Stir up your power, O Lord, and with great might come
among us; and, because we are sorely hindered by our sins,
let your bountiful grace and mercy speedily help and deliver
us; through Jesus Christ our Lord, to whom, with you and
the Holy Spirit, be honor and glory, now and for ever. Amen

As you know our reflections at these services of Evening Prayer during this advent season are focusing on the four advent collects Those prayers that sum up or collect all of our prayers around a particular theme and are assigned to the particular Sunday and weeks of the year. As such these prayers have, over time, developed a pretty standardized formula that goes pretty much like this First we address God, then we acknowledge something about God, then we make our petition…we ask God for something based on the attribute of God we have just acknowledged, and then we give our aspiration…voicing what we hope the thing we just asked for will help us to do and then we conclude this portion of the prayer almost always ends a request that God grant what we have asked for Jesus sake.

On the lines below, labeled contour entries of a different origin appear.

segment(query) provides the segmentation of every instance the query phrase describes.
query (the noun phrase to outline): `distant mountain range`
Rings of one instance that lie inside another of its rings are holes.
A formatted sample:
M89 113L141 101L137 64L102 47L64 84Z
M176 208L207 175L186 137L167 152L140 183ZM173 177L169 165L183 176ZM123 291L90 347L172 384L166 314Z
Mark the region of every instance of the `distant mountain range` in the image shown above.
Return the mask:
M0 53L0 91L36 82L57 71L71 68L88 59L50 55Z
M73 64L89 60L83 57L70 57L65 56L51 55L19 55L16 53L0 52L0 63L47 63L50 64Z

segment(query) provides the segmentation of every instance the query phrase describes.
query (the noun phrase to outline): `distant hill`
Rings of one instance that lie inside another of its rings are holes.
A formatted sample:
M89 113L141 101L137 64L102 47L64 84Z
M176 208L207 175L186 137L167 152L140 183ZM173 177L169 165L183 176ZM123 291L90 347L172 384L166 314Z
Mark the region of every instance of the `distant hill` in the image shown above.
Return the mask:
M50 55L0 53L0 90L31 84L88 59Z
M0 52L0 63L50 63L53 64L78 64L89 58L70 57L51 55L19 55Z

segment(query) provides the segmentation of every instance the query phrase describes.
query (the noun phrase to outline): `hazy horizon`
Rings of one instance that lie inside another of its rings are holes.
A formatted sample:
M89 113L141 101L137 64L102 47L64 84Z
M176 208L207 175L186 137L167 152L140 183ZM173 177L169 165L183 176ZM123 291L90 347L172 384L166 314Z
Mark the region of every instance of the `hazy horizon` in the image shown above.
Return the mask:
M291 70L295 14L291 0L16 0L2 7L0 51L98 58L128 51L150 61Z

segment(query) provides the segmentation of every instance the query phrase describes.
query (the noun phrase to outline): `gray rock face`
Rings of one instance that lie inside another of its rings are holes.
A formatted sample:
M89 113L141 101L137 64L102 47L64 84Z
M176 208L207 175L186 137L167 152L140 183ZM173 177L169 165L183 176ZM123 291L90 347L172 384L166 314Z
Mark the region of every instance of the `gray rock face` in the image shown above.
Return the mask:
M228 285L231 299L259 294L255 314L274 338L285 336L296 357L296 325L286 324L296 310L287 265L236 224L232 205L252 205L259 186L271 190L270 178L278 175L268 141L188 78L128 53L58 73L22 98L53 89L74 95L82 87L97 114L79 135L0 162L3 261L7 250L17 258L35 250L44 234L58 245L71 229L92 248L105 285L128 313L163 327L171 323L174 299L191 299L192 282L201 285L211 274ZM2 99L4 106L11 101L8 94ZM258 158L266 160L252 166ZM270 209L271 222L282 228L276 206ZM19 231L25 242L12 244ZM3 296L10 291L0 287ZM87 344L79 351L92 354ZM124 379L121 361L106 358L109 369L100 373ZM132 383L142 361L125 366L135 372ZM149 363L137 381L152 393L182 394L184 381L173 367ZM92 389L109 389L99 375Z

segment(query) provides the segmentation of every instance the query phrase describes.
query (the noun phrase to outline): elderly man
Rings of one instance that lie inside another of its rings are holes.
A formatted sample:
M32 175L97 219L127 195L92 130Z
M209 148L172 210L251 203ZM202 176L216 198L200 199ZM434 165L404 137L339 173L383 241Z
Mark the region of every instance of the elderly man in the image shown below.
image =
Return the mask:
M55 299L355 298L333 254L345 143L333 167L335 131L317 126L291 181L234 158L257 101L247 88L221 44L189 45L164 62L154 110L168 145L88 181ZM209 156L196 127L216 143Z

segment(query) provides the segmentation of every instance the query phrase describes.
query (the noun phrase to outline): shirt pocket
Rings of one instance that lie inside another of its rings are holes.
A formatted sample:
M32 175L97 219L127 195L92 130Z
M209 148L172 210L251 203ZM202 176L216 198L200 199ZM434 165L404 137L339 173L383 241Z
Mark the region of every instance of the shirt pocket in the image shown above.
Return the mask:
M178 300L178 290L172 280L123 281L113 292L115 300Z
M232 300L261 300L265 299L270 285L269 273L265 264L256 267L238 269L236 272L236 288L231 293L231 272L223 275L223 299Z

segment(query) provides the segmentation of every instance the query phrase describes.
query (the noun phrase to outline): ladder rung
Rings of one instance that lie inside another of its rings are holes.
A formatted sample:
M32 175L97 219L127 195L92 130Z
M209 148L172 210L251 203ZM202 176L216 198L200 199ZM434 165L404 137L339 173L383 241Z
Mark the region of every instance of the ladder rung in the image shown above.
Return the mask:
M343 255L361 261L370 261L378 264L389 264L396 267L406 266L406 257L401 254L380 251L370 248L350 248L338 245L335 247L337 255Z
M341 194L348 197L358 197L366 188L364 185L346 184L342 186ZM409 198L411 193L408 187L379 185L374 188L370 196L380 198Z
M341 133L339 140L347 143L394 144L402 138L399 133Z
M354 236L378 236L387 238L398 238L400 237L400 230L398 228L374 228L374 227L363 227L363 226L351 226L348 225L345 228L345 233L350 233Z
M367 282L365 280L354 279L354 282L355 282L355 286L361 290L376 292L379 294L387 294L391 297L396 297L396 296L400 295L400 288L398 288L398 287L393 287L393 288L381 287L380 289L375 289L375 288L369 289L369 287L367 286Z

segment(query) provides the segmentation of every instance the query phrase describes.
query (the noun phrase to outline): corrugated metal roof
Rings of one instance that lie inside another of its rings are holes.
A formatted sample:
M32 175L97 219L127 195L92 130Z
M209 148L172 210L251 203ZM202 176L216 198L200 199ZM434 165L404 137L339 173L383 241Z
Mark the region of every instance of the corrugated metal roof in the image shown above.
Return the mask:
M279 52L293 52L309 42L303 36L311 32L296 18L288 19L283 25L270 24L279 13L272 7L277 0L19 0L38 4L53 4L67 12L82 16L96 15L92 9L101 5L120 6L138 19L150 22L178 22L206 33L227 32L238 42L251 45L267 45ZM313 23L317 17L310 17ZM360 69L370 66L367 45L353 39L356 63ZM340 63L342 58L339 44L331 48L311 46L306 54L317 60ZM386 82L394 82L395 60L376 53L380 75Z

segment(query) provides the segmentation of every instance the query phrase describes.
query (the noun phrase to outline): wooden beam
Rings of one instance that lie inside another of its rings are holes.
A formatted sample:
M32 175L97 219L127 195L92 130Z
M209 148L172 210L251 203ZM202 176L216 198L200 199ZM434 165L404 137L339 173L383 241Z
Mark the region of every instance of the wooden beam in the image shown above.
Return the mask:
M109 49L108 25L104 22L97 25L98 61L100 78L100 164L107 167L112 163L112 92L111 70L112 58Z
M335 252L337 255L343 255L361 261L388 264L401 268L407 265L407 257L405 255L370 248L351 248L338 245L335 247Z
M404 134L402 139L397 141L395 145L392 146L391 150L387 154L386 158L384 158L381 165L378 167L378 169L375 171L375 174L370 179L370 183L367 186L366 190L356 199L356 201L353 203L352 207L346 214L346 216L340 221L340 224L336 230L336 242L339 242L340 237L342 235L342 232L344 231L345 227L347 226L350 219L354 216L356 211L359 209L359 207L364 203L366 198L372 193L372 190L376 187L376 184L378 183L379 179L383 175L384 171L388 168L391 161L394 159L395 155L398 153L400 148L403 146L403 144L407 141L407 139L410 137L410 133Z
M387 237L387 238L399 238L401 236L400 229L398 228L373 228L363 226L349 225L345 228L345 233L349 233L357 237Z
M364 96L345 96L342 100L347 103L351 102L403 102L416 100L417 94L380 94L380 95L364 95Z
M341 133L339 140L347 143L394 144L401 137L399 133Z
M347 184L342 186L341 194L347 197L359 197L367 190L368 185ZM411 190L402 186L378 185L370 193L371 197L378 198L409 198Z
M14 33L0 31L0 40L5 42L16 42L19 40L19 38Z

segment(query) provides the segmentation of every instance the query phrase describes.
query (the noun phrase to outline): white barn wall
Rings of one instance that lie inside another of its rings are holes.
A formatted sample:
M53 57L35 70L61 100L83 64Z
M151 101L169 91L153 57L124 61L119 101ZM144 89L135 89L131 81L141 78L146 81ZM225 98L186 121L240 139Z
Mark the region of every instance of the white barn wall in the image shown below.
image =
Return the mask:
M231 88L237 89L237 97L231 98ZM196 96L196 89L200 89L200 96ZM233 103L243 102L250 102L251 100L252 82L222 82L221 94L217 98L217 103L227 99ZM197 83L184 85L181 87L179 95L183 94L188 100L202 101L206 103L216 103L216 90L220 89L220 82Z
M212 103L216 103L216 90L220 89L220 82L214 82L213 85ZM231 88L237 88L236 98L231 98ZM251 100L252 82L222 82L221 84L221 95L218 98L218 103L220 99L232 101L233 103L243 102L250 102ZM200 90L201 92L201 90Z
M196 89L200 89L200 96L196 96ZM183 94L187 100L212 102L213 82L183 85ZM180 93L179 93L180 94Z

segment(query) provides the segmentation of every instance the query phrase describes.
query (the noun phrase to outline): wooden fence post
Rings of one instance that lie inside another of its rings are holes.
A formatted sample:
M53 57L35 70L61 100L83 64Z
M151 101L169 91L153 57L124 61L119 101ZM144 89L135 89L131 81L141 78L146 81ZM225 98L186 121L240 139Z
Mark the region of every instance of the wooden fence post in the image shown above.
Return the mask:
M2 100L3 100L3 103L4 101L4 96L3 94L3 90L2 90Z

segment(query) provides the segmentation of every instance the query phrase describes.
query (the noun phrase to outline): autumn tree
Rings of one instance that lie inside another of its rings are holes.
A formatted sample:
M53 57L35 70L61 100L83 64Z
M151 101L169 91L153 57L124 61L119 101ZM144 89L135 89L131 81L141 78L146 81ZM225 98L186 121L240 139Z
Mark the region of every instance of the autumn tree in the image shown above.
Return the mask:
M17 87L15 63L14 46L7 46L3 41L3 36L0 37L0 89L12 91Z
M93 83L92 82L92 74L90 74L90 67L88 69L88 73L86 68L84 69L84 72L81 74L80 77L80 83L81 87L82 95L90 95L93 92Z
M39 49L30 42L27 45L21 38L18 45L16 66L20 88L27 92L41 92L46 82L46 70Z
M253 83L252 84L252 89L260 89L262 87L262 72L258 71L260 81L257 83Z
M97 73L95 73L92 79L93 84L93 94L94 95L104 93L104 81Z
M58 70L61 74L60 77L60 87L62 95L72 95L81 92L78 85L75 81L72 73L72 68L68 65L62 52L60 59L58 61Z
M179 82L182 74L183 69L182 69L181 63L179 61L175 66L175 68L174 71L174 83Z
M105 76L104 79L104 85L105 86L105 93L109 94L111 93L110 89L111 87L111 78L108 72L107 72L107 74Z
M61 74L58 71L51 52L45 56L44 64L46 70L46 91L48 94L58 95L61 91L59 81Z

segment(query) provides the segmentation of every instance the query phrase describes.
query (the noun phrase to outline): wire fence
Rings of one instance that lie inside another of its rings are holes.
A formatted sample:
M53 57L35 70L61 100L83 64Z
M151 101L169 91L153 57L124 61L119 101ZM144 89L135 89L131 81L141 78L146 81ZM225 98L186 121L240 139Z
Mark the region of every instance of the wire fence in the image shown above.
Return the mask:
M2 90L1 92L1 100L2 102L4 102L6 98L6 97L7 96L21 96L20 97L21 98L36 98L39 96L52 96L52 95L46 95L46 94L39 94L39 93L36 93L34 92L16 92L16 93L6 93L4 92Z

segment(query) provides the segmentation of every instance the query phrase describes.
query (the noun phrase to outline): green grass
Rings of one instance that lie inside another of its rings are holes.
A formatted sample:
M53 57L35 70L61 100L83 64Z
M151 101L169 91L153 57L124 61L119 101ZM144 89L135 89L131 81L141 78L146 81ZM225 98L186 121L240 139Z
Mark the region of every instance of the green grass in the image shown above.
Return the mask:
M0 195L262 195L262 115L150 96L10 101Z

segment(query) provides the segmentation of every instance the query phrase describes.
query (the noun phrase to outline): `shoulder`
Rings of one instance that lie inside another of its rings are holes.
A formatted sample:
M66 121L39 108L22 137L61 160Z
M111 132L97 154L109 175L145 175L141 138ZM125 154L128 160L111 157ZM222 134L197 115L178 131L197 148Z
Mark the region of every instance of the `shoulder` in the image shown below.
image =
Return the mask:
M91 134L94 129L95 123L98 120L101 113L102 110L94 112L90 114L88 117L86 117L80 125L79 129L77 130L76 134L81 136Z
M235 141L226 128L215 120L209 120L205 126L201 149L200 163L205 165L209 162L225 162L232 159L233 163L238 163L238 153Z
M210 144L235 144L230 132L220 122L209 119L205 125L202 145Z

         I start with all that because first, I think it is good information to know and can help us better understand this central part of our liturgies each week and how each of these prayers are part of the lex orandi, or law of worship, reflect the churches lex credenda, or law of belief. But also, secondarily because it is fascinating that despite centuries of standardization the address/petition in this week’s collect is completely unique.

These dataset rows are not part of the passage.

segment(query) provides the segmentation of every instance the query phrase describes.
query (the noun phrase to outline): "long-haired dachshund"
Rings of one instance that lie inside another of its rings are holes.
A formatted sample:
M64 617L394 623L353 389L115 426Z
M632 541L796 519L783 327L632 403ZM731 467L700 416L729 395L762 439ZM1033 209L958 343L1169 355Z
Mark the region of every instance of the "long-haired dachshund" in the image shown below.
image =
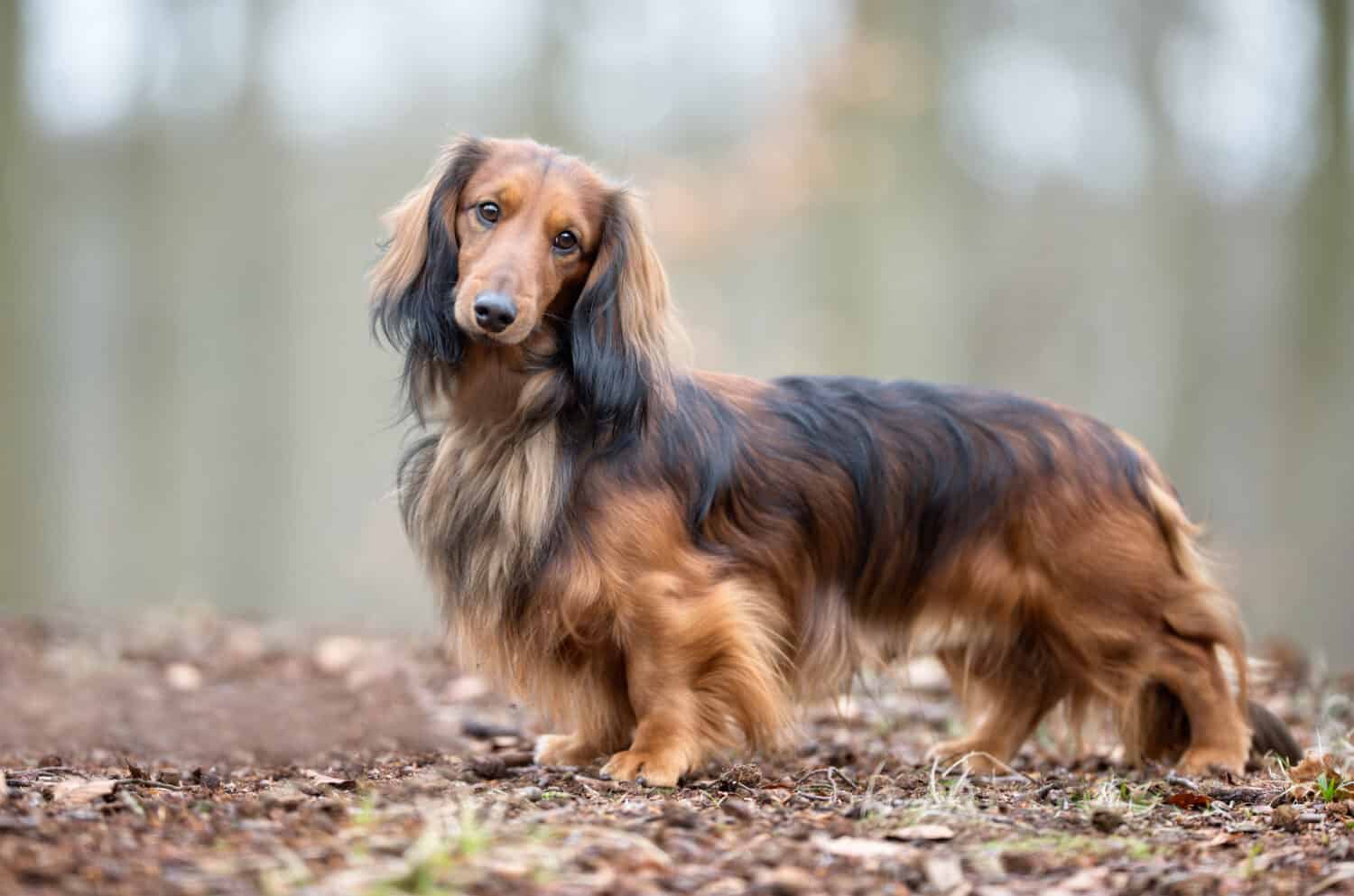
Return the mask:
M682 369L635 200L529 141L455 142L390 223L374 325L436 418L405 525L459 655L567 724L542 763L674 785L923 651L974 724L934 753L975 767L1060 704L1182 769L1297 753L1124 433L974 388Z

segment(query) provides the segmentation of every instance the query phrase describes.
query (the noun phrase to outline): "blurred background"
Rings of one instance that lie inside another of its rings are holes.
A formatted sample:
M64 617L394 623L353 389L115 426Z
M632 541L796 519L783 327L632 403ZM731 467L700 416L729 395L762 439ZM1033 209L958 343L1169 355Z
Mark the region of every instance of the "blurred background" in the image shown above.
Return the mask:
M1354 635L1342 0L0 3L0 613L435 624L363 276L455 131L632 180L701 365L1136 433Z

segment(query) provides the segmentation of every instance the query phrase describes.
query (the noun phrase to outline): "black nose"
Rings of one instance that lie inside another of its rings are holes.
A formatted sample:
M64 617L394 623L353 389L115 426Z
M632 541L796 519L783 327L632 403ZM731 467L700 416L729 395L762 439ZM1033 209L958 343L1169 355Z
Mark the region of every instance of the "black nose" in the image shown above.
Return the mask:
M502 333L517 319L517 305L502 292L475 296L475 323L490 333Z

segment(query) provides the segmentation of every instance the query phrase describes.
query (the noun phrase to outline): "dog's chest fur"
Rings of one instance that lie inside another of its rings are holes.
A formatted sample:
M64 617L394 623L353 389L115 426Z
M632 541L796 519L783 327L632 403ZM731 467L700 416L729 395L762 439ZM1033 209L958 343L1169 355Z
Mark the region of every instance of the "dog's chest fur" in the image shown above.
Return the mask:
M538 570L562 493L555 445L554 426L454 418L410 464L401 505L448 617L496 623Z

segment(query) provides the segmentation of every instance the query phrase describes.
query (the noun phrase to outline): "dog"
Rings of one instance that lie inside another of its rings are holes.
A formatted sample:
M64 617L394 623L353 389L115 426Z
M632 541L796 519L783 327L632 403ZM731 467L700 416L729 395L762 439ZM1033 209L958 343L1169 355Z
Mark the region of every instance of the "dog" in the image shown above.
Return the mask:
M673 786L919 652L972 721L932 753L975 770L1060 704L1109 708L1133 761L1296 755L1122 432L997 391L692 371L636 200L531 141L455 141L387 221L372 325L427 433L403 522L452 648L566 727L540 763Z

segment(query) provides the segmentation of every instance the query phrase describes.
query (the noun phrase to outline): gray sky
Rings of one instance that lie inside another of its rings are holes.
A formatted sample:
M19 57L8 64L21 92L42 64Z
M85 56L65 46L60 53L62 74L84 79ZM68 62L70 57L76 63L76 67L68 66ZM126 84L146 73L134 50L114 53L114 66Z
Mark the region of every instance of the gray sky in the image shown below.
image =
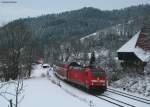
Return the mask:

It is the only collect in the entirety of our current prayer book that begins by asking God to stir up! It is such a great phrase but what does it mean? I think that, put plainly, it means we ask God to act! We ask God to act because as the prayer goes on to say we are sorely hindered by our sins. Because of our brokenness we are not able to help ourselves, despite our best efforts and intentions we cannot fix things, we cannot even stop ourselves from doing the things we know are bad for us. At least not on our own but that is where the good news comes in! The prayer ends by reminding us that God’s grace and mercy is both bountiful or overflowing and speedy to help us, and this is where we look not only forward but also backwards because it is in Jesus Christ, through whom we make our prayer that God demonstrated his power most fully and effectively. For in Jesus God showed power by laying it aside so that he could take on our humanity and experience our broken, and sinful world as one of us, sanctifying the entirety of the human condition by living it meeting even death itself and enveloping it in love and light.

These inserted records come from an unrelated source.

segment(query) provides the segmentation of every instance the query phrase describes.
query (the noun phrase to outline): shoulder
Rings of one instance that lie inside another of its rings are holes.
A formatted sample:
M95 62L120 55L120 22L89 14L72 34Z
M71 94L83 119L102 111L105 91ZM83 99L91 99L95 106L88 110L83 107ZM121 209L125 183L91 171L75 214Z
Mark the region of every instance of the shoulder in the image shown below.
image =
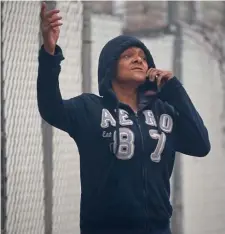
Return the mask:
M157 98L155 100L155 108L159 109L159 111L162 114L169 114L171 116L175 116L176 115L176 111L174 109L174 107L172 105L170 105L168 102L163 101L159 98Z

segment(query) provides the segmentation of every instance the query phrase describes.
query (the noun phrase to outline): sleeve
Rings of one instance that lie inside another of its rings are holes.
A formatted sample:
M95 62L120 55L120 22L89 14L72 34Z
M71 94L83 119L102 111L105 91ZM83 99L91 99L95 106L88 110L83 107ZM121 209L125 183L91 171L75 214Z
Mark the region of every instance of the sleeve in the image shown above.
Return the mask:
M206 156L211 150L208 131L186 90L176 77L162 87L160 98L174 108L175 150L190 156Z
M37 102L41 117L50 125L74 137L79 131L78 115L82 112L82 95L63 100L59 89L60 63L64 59L57 45L55 54L42 45L38 56Z

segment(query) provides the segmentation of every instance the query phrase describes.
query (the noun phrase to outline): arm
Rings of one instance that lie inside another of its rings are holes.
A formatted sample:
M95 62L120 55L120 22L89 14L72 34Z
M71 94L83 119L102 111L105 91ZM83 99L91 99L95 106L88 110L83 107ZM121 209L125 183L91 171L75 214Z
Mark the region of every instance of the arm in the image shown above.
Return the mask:
M78 127L78 124L75 124L74 113L77 115L77 109L81 104L79 97L69 100L63 100L61 97L58 78L61 70L60 62L63 59L59 46L56 46L54 55L47 53L43 46L39 51L38 110L41 117L50 125L73 135Z
M174 108L175 150L196 157L206 156L211 149L208 131L176 77L162 87L160 98Z

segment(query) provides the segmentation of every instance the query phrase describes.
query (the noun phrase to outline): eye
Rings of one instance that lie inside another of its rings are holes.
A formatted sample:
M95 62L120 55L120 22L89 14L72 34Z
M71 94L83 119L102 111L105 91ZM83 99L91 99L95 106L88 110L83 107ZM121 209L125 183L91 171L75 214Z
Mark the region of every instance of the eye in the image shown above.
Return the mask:
M123 55L122 57L125 58L125 59L129 59L131 56L125 54L125 55Z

It is because of that first advent that we can have hope for the second. We are still sorely hindered by our sins but because of God’s faithfulness in Christ, and our membership in Christ through baptism God’s power is at work among us and in us helping us to overcome the limits of our fallen nature… to cast of the works of darkness, to forsake our sins and putting on the armor of light to work for the good. We cannot save ourselves, we cannot save the world… but because God stirred himself to come among us two thousand years ago we can cooperate with his grace as co-laborers. Knowing that he is working through us every day… and that when the fullness of time has come and all have come to repentance…  he will come again to complete the work he started raising up and restoring that which had been cast down and making all things new. And that is good news of great joy indeed.